Power upgrades are more difficult to come by for the newer TDIs (2009+). Upgraded injectors are rare, and turbo upgrade options are limited. This article lists some things you can do to give your TDI a little more oomph.
If you’re looking for more power, the number one thing you can do is a chip tune, or ECU reflash. There’s no easier or less expensive way to get significant power gains. Chip tunes increase power by doing things like increasing turbo boost, air to fuel ratio, increasing fueling, and advancing the injection timing. The standard tuning from the factory is usually pretty conservative—VW isn’t focused on getting the most power out of your car. Instead, they want the vehicle to be able to run lower-quality fuel and to prevent premature wear of engine parts.
In these cars, you can immediately see at least a 20 HP and 28 lbs/ft of torque increase. A stage 2 chip tune will increase the HP by 40 and the torque by 53 lbs/ft. And there’s even more tuning stages after that, if you want some more serious power.
Some companies that offer chip tunes:
Turbo upgrade: CR140 to CR170
Another way to beef up the power in your CR TDI is to swap the stock turbo, a CR140, for the CR170, a larger turbocharger used in the european diesels.
This upgrade is relatively simple, but it does require deleting the low pressure EGR and blocking off a EGR port on one side of the turbo. The European cars had a different setup for EGR piping, so, unlike the CR140, this turbo doesn’t have a port on the correct side. In order to delete the EGR and still pass emissions, you need to get your ECU reprogrammed as well. It also requires a special hose in order to keep the stock airbox, MAF, and CCV setup.
People have reported a power upgrade of about 25 hp and 20 ft/lbs of torque.

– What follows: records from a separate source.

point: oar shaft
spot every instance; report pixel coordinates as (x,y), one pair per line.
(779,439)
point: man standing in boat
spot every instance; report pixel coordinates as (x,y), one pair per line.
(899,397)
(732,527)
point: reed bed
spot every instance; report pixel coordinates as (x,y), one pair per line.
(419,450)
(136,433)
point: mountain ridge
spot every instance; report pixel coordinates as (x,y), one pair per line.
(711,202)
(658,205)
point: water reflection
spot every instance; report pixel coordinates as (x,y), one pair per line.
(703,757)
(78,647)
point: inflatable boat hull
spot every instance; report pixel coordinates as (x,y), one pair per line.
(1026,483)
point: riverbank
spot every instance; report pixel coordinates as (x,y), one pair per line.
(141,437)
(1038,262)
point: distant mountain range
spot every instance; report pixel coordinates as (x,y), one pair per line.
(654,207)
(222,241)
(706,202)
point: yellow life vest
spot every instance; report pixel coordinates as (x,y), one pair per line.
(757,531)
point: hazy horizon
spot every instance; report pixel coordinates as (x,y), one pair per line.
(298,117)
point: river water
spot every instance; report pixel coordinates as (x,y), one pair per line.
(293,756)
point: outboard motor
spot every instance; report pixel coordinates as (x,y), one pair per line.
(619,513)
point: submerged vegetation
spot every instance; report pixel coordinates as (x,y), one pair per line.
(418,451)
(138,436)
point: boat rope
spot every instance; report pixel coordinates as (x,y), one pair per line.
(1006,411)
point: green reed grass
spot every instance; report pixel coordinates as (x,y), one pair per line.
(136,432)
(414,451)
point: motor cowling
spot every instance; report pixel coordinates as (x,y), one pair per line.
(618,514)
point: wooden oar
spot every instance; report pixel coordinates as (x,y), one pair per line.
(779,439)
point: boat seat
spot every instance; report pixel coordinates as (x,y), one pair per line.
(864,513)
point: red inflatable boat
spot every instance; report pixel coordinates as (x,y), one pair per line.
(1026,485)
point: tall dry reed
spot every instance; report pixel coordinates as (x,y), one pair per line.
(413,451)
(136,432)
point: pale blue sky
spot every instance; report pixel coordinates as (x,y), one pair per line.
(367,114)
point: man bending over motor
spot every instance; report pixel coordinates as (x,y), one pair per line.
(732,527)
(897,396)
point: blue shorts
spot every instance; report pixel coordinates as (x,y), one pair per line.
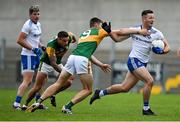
(134,63)
(29,63)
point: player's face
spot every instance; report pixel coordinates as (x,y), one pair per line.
(35,17)
(148,20)
(63,41)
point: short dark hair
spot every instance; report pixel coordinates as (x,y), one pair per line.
(33,8)
(62,34)
(145,12)
(94,20)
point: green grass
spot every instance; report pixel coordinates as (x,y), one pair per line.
(126,107)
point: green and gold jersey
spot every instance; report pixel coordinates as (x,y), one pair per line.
(54,49)
(89,41)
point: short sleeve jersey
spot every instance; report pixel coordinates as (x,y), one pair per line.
(89,41)
(54,49)
(141,45)
(33,32)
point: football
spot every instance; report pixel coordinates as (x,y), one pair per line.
(158,43)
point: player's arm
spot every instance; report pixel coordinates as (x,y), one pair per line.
(22,41)
(73,37)
(124,33)
(52,58)
(118,37)
(104,67)
(166,46)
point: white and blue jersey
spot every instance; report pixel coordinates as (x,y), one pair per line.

Upgrades to the exhaust can give you a small power boost (if you’ve already done some upgrades) by decreasing backpressure in the system. Unfortunately, to date, there’s no exhaust upgrades for these cars that won’t delete the DPF or other emissions equipment. And that is illegal under federal law. You also probably won’t pass emissions. A catback exhaust will change the way the car sounds, but won’t do much for power. In other words, unless you want to break the law, you’re out of luck.
Another option for the upgraded common rail car is to replace the intercooler. Drivers have discovered that the Audi S3 has a bigger intercooler, that, with some upgraded hoses, can fit into these TDIs. The intercooler drops air temperature coming from the turbo headed to the engine, thereby increasing the richness of the air. More air = more power. A bigger intercooler can lower the temperature more efficiently. Numbers have been difficult to find, but people are reporting significant temperature drops. Again, this type of upgrade is something you’d only want to consider if you’d upgraded your turbo and had increased airflow headed to the engine. Otherwise, the original intercooler would be sufficient.
As time goes on people will figure out more ways to increase power in these cars—maybe someone will come out with custom injectors, or options for a larger intake, or a clever performance exhaust that doesn’t compromise emissions. A kit to make the CR170 install easier could be just around the corner. Right now, though, these are the best options.
The statement about exhausts is incorrect, I have a banks performance exhaust on my 2010 tdi. It is perfectly legal as it is a cat back/filter back exhaust.
We don’t consider that a performance exhaust as it has neglible to zero impact on performance. The DPF is the main point of back pressure, what exhaust you put on after the DPF is more a function of sound and “appearance” than performance.